More than three years ago, I approached the Parks Conservancy with my idea to have Jack Nicklaus redesign Delaware Park’s golf course, build a second public course next to South Park so we can fully restore Frederick Law Olmsted’s arboretum, and bind these new amenities with an inner-city youth education center. In June 2016, after two years of refining my plan, I brought it to the public and asked conservancy trustees to consider it.
In her article, Joyce describes a conservancy subcommittee meeting held on Sept. 7, 2016, to which I brought executives from Nicklaus Design. She claims that I have had no contact with the conservancy since then. That is not true. I met with the full board of conservancy trustees on Sept. 29, 2016, and with chairman Kevin Kelly three times in October and November 2016. I sent four extensive letters to the trustees in the year’s final months, and have had numerous phone conversations with Executive Director Stephanie Crockatt.

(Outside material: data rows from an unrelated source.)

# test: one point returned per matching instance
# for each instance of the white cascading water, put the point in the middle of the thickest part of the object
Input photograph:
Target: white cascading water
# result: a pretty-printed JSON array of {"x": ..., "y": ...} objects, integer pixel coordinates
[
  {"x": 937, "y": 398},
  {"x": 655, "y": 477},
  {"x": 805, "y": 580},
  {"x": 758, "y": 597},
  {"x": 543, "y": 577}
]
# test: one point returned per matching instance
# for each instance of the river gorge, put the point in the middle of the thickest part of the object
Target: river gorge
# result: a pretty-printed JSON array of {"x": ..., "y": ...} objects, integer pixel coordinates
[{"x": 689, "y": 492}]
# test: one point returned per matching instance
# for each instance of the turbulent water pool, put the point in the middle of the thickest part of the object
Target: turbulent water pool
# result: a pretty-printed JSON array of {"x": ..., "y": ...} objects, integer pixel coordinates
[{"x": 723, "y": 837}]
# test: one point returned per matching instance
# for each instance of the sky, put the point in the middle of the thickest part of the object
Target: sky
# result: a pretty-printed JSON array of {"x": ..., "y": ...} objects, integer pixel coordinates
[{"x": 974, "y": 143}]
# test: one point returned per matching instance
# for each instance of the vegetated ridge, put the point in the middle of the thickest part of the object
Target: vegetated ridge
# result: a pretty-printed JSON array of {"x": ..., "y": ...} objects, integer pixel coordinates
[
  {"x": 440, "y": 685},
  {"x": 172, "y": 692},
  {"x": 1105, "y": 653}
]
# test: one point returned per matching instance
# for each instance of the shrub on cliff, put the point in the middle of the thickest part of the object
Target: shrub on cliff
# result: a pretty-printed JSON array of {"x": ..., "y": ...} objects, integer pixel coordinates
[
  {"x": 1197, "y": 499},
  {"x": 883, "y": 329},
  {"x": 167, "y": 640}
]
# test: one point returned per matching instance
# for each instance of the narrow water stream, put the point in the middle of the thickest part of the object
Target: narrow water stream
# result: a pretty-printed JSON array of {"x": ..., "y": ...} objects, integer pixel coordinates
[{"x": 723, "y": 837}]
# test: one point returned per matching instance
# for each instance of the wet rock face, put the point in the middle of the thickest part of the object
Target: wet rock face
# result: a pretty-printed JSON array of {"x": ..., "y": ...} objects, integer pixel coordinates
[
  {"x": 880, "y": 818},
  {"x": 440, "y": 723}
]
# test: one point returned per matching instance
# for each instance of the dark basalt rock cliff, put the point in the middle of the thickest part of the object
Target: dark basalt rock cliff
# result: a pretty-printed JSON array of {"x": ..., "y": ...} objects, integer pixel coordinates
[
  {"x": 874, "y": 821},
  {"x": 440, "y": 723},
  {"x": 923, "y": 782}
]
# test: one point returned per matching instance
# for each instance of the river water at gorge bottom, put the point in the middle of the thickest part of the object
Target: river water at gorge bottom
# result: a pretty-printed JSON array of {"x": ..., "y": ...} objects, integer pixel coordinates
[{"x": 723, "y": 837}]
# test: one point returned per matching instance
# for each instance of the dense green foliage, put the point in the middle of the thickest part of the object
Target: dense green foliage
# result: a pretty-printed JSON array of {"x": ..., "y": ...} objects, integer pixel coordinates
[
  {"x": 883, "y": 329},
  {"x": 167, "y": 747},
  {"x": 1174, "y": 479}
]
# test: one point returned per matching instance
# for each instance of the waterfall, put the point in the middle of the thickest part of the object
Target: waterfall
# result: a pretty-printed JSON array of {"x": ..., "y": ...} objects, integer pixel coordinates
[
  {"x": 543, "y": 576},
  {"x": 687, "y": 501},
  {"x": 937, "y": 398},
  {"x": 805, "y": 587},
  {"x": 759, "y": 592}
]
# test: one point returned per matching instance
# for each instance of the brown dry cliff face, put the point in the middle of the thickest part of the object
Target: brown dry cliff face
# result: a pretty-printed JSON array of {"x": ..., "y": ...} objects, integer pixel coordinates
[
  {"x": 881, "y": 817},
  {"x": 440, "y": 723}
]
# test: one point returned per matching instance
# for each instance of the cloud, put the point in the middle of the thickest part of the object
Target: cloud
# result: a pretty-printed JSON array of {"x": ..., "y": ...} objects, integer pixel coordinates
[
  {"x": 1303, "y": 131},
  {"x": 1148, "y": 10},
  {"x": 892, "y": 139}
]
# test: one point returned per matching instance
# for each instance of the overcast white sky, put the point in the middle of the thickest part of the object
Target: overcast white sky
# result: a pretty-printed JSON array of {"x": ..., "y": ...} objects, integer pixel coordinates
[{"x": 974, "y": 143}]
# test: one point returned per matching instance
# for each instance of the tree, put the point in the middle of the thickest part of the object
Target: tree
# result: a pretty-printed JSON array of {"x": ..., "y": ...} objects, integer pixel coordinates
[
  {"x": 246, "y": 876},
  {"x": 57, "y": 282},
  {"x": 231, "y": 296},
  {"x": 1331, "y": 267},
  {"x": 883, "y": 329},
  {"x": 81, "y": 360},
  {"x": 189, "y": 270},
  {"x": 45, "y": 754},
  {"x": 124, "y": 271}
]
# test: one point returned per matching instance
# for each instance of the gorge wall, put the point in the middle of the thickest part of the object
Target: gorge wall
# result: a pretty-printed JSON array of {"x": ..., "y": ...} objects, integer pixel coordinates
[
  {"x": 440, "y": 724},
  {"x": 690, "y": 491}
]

To paraphrase the late senator, Daniel Patrick Moynihan, Joyce is entitled to her own opinion, but she’s not entitled to her own facts. A courtesy phone call to me or any of her colleagues would have led her to the truth.

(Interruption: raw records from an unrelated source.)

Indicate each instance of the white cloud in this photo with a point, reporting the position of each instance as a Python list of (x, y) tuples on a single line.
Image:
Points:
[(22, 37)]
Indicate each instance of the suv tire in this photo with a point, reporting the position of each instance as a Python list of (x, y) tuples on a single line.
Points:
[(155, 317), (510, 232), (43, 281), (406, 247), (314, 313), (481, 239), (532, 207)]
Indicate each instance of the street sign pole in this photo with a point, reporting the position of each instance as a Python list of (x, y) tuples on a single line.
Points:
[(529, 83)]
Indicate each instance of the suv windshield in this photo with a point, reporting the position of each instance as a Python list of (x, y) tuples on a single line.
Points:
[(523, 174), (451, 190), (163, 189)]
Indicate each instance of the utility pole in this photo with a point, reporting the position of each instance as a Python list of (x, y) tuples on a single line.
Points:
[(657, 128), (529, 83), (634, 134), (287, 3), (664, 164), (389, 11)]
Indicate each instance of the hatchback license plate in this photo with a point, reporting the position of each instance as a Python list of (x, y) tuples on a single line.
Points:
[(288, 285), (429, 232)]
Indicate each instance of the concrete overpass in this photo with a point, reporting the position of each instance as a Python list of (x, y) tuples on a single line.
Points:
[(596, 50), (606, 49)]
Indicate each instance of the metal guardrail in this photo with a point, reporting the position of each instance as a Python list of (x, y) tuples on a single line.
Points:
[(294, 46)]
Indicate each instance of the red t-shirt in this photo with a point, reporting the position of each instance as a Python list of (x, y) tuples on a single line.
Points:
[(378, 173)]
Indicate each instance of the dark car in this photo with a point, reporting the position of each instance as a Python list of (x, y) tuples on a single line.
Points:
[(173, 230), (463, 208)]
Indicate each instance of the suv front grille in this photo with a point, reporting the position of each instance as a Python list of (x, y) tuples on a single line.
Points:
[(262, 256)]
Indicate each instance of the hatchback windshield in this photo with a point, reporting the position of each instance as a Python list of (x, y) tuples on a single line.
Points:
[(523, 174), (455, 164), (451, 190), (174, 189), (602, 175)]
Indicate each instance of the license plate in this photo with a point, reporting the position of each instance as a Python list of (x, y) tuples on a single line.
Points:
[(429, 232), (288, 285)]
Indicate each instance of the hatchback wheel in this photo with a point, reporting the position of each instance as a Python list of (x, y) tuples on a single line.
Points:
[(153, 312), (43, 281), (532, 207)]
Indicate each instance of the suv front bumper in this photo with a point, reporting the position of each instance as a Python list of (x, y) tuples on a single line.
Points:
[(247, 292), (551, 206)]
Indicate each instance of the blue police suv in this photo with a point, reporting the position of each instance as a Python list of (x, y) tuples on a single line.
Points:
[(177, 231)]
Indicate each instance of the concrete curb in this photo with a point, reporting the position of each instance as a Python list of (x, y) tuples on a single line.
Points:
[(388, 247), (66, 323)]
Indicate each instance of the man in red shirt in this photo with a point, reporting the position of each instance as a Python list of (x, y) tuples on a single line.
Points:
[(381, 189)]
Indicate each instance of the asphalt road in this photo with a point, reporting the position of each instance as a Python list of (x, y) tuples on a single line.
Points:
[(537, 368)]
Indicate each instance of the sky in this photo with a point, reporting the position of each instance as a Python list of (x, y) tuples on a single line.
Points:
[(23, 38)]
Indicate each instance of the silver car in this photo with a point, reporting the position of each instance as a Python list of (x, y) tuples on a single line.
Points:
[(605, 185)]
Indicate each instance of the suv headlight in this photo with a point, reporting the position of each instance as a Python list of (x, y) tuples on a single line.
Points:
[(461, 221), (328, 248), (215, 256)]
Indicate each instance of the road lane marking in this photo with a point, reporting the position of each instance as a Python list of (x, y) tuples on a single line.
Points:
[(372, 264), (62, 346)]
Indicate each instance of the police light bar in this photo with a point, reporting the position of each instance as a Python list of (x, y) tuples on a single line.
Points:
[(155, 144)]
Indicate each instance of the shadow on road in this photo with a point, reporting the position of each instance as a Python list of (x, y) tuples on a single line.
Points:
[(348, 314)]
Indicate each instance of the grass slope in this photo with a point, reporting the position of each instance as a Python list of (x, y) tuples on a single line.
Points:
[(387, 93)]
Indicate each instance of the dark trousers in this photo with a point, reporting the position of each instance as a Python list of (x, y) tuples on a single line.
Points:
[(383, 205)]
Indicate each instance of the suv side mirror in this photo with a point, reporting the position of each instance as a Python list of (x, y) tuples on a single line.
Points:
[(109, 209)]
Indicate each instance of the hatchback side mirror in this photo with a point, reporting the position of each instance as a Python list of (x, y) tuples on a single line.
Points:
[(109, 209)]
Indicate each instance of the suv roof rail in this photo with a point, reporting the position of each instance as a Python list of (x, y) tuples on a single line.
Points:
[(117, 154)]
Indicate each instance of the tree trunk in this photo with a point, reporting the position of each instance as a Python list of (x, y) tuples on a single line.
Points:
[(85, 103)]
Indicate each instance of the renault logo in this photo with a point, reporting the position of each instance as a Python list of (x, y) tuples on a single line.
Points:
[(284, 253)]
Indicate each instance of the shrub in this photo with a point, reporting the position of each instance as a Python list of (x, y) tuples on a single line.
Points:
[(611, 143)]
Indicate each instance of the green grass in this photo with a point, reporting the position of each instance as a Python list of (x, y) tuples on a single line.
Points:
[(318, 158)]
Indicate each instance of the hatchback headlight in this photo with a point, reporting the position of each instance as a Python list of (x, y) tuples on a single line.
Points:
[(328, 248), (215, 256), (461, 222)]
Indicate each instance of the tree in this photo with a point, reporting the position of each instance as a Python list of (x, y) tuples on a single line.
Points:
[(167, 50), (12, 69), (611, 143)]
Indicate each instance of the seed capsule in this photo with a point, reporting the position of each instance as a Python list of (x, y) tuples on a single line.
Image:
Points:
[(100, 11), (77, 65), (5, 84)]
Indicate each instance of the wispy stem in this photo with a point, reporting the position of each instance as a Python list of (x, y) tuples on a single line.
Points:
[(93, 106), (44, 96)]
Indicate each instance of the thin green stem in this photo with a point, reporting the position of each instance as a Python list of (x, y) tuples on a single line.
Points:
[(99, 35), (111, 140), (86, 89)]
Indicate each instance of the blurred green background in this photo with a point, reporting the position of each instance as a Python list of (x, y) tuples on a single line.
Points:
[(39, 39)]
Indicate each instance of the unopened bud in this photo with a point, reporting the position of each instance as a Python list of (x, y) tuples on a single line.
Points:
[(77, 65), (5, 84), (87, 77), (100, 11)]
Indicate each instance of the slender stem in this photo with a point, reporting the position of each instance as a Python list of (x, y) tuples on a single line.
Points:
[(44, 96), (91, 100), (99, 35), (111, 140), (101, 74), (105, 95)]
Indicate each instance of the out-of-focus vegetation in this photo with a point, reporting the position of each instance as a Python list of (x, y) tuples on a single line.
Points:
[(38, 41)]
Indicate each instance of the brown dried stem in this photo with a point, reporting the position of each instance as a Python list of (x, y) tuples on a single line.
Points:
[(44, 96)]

As for my motives in this matter, which Joyce questions, I suppose they are not unlike her own in the admirable service she’s rendered her community. She believes in Western New York. As do I.
For three years, I’ve volunteered my time and expended personal resources to research our parks system, learn from Olmsted experts, travel the nation in search of project funds and meet numerous times with Jack Nicklaus and my fundraising partner, Brookings Institution Chairman John Thornton.

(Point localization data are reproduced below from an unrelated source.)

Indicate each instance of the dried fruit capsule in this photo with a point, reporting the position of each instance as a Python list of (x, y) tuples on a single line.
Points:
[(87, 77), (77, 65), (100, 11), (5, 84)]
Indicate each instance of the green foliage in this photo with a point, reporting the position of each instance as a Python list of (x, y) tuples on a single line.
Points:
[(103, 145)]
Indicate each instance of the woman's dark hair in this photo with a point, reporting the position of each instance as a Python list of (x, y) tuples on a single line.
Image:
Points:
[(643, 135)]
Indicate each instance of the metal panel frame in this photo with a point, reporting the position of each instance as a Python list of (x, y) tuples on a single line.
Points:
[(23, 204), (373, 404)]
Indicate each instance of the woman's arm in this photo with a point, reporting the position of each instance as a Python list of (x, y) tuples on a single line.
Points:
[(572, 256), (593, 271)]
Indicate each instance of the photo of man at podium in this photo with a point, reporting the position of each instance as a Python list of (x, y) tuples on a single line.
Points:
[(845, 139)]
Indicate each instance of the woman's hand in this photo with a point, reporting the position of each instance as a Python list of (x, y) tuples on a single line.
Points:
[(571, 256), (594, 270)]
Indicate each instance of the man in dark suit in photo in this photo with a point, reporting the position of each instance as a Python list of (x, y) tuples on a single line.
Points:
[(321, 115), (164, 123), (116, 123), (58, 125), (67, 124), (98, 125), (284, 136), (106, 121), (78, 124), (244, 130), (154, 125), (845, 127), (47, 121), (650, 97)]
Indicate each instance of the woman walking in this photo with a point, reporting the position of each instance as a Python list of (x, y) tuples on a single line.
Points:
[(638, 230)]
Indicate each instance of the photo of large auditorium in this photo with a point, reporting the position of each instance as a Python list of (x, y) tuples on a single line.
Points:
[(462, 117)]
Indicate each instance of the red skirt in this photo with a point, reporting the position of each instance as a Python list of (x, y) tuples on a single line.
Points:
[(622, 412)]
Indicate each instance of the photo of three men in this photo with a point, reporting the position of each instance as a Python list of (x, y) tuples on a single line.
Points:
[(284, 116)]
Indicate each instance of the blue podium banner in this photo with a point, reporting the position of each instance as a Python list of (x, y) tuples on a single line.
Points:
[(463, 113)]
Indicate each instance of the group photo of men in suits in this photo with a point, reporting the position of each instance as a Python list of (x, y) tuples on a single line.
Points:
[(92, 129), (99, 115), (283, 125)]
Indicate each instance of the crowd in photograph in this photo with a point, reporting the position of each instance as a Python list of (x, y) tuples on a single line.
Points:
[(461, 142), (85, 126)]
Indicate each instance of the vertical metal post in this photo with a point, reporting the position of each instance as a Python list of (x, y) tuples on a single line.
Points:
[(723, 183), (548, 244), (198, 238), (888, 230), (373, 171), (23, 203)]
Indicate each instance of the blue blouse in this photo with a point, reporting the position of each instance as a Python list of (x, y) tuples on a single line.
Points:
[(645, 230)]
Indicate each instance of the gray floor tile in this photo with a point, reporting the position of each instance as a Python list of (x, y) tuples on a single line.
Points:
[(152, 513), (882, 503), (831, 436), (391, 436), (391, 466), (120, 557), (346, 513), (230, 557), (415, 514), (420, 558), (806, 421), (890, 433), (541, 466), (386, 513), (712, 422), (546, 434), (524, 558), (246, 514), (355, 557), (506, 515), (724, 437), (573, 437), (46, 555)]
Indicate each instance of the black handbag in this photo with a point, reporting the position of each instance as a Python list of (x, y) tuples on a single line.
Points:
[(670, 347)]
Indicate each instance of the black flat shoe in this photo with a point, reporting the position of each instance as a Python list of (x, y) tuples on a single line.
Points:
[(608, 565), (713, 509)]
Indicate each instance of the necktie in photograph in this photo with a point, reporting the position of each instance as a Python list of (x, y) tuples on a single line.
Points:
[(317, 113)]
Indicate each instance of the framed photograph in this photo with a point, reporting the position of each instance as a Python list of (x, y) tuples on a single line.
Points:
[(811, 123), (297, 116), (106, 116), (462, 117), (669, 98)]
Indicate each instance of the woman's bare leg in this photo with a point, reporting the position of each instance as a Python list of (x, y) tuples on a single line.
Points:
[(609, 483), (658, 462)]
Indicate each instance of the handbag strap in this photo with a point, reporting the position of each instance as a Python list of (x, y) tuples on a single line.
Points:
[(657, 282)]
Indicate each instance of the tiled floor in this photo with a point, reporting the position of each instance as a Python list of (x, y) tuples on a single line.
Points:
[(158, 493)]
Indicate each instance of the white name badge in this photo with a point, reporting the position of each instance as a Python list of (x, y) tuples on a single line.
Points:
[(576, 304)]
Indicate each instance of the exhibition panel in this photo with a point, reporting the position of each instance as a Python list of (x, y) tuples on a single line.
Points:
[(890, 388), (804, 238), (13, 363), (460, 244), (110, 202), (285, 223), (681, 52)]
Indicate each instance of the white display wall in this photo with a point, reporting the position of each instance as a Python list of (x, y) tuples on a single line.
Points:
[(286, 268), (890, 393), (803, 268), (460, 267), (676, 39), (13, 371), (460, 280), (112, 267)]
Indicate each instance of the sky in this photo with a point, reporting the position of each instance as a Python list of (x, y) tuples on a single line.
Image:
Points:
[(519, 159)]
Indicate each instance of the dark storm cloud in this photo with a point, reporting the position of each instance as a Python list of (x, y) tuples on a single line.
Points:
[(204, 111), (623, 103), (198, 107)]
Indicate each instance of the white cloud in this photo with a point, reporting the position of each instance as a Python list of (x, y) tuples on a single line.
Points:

Joyce writes that, in support of their plan to partially restore the arboretum, David Colligan and Dick Griffin have performed comparable service, which I admire and respect.
But the question is not the amount of effort we’ve devoted to our separate proposals. The question is the merits of each. I believe my plan for full arboretum restoration, along with adding two Jack Nicklaus-designed golf courses and an education center, does more for our city. That’s why, in my recent letter to the conservancy, I respectfully requested that it support my plan and work together to bring these news amenities to Buffalo residents.
That’s also why I’ve asked to meet once again with the conservancy’s full board of trustees. I remain hopeful the board will grant me that conversation.